Analytical Sciences


Abstract − Analytical Sciences, 20(6), 935 (2004).

The Detection and Quantification of Adulteration in Olive Oil by Near-Infrared Spectroscopy and Chemometrics
Alfred A. CHRISTY,* Sumaporn KASEMSUMRAN,** Yiping DU,** and Yukihiro OZAKI**
*Department of Chemistry, Agder University College, Serviceboks 422, N-4604 Kristiansand, Norway
**Department of Chemistry, Research Center for Near-Infrared Spectroscopy, School of Science & Technology, Kwansei-Gakuin University, Sanda 669-1337, Japan
A new procedure has been developed for the classification and quantification of the adulteration of pure olive oil by soya oil, sun flower oil, corn oil, walnut oil and hazelnut oil.

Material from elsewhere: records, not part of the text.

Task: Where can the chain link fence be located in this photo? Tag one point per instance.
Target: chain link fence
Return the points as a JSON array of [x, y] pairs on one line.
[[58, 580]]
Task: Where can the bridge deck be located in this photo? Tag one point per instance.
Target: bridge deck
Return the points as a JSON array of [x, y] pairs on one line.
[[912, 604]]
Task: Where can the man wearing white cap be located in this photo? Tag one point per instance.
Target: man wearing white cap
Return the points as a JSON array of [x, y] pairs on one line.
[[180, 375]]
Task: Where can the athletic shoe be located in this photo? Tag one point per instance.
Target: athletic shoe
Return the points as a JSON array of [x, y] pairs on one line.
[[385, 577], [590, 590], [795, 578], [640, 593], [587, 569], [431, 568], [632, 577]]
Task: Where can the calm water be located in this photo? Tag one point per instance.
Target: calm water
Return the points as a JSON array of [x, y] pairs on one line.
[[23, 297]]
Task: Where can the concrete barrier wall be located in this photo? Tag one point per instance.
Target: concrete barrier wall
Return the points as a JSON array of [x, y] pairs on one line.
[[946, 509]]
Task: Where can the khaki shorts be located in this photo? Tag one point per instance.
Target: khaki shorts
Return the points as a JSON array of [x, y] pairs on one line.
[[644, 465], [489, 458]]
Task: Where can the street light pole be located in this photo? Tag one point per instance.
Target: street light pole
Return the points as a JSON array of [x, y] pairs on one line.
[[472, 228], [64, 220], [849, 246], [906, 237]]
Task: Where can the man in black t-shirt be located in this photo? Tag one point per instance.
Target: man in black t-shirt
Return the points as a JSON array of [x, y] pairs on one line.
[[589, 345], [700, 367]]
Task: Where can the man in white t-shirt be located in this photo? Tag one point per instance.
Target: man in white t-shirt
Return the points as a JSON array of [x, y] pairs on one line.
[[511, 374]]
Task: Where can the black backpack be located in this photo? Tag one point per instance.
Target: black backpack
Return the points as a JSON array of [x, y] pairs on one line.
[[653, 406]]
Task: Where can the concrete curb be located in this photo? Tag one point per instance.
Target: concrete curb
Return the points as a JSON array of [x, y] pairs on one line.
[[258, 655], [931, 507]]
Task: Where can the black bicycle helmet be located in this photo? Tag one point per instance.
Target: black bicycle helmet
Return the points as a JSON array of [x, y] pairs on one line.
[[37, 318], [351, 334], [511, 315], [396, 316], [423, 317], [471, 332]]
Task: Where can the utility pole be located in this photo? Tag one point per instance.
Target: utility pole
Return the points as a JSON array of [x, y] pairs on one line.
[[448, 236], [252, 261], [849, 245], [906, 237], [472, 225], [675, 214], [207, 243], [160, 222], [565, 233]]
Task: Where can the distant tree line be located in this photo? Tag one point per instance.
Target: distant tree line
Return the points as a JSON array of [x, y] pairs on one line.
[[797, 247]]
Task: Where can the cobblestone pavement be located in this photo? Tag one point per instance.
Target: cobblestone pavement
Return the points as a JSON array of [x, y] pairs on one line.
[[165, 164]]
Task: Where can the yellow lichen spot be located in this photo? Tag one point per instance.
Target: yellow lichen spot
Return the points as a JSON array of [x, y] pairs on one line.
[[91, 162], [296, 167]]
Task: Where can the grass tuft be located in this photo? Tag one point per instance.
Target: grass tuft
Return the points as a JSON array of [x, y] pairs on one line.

The study was based on a chemometric analysis of the nearinfrared (NIR) spectra of olive-oil mixtures containing different adulterants. The adulteration of olive oil was carefully carried out gravimetrically in a 4 mm quartz cuvette, starting with pure olive oil in the cuvette first. NIR spectra of the 525 adulterated mixtures were measured in the region of 12000 - 4000 cm-1. The spectra were subjected batch wise to multiplicative signal correction (MSC) before calculating the principal component (PCA) models. The MSC-corrected data were subjected to Savitzky-Golay smoothing and a mean normalization procedure before developing partial leastsquares calibration (PLS) models. The results revealed that the models predicted the adulterants, corn oil, sun flower oil, soya oil, walnut oil and hazelnut oil involved in olive oil with error limits ±0.57, ±1.32, ±0.96, ±0.56 and ±0.57% weight/weight, respectively. Furthermore, the PCA developed models were able to classify unknown adulterated olive oil mixtures with almost 100% certainty. Quantification of the adulterants was carried out using their respective PLS models within the same error limits as mentioned above.